Küresel ekonomik belirsizlikler ve daralan işgücü piyasaları, şirketlerin insan kaynakları stratejilerinde paradigma değişimine yol açıyor. Güncel veriler, son üç yılda iş hayatı için gereken temel becerilerin %32 oranında değiştiğini gösterirken; yöneticiler, mevcut işgücünün stratejik hedefleri gerçekleştirecek yetkinlikten uzak kalmasından endişe duyuyor. Bu tablo, kurumların büyüme stratejilerinde dışarıdan işe alım yerine, mevcut insan kaynağını dönüştürmeye odaklanan "yetenek inşası" modelini öne çıkarıyor.
BMI Business School Direktörü Dr. Emirhan Altunkaya, şirketlerin sadece yetkinlik açığıyla değil, aynı zamanda ciddi bir kurumsal hafıza kaybı riskiyle de karşı karşıya olduğunu vurguluyor. Dışarıdan yetenek bulmanın maliyet ve enerji kaybına dikkat çeken Altunkaya, kurum içindeki potansiyeli geliştirmenin uzun vadede daha sürdürülebilir bir avantaj sağladığını ifade ediyor. İçeride yetişen liderlerin şirket değerlerine daha hızlı uyum sağladığı ve aidiyet duygusunun sürekli öğrenme imkanlarıyla güçlendiği belirtiliyor.
2026 yılı itibarıyla kurum içi akademilere ve liderlik gelişim programlarına yapılan yatırımların artması bekleniyor.
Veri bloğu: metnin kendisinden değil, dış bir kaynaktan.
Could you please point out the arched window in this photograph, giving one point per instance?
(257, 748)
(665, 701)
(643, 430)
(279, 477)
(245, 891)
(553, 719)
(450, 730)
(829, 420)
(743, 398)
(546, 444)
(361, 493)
Eğitim talepleri, standart içeriklerden sıyrılarak; stratejik liderlik, veri odaklı karar alma, finansal okuryazarlık ve dijital dönüşüm gibi şirkete özel tasarlanmış butik programlara evriliyor. Bu yaklaşım, eğitimi tek seferlik bir aktivite olmaktan çıkarıp şirket stratejisinin bir parçası haline getiriyor.
Türkiye’deki büyük ve orta ölçekli işletmelerin kurumsal akademi yapılanmalarına yönelmesi, sadece maliyet avantajı sağlamakla kalmıyor; aynı zamanda belirsizlik dönemlerinde dayanıklı ve ortak vizyona sahip ekiplerin oluşmasına katkıda bulunuyor. BMI Business School, bu değişim sürecinde kurumlara özel liderlik ve yetkinlik geliştirme programları sunarak, yüksek çalışan sirkülasyonu ve kültürel uyum sorunlarına karşı uzun vadeli çözümler üretmeyi hedefliyor.